Snow also noted an incumbent advantage, saying CPMs were generally higher for new brands when they joined the platform—and then came down the longer they stayed.

But Meta, with its edge in years operating and its consumer data, has performed better post-iOS than other social marketing platforms, like Snap and TikTok, Snow added.

Same old same old

Other marketers said that, since performance declined on Meta in 2021, it has not returned.

“We definitely did see a decline in fourth quarter into first quarter,” said Dille, adding that clients have relied more heavily on native programmatic ads. “We moved money out of Meta. We haven’t necessarily moved it back yet.”

Duane Brown, founder of DTC, ecomm and software-as-a-service focused agency Take Some Risk, said any improvement marketers have seen as a result of Facebook ads can be attributed to higher consumer spending during the spring and summer—and not the platform itself. Brown noted that with attribution metrics on Meta increasingly unreliable, his agency has relied more on Google Analytics.

Also deterring advertisers is rising CPMs, which make it more expensive to acquire customers.

Calla Murphy, vp of digital strategy and integrated marketing direct response DTC-focused agency Belardi Wong, said that Meta CPMs are up 25% year-to-date, corresponding to a 21% drop in Meta spend among clients—and a 40% decline in impression volume.

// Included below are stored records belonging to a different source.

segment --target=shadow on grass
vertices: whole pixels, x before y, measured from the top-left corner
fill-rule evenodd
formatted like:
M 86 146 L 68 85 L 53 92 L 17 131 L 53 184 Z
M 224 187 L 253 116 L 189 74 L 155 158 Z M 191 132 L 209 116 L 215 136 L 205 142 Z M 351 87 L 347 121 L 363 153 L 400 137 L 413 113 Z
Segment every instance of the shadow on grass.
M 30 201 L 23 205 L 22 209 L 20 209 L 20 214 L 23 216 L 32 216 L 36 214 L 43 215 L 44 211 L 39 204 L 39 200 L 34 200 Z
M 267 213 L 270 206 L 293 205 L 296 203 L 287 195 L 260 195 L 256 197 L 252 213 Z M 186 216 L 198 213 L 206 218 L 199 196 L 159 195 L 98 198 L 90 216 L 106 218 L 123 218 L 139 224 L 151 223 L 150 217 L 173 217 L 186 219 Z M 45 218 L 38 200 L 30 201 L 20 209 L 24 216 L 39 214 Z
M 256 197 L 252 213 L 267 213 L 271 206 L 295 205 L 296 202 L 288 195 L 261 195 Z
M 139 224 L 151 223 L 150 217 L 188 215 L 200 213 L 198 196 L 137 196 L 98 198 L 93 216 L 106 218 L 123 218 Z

Return-on-spend over the period is a modest 3%.

“The impression declines are impacting our client’s ability to acquire new customers via Meta,” Murphy said.

Given this uncertain landscape, DTC brands, who have historically been reliant on Meta, may need to navigate the platform—and the broader digital media landscape, more effectively.

“Marketing has changed drastically in the year,” Snow said.  “What works a year ago does not work anymore.”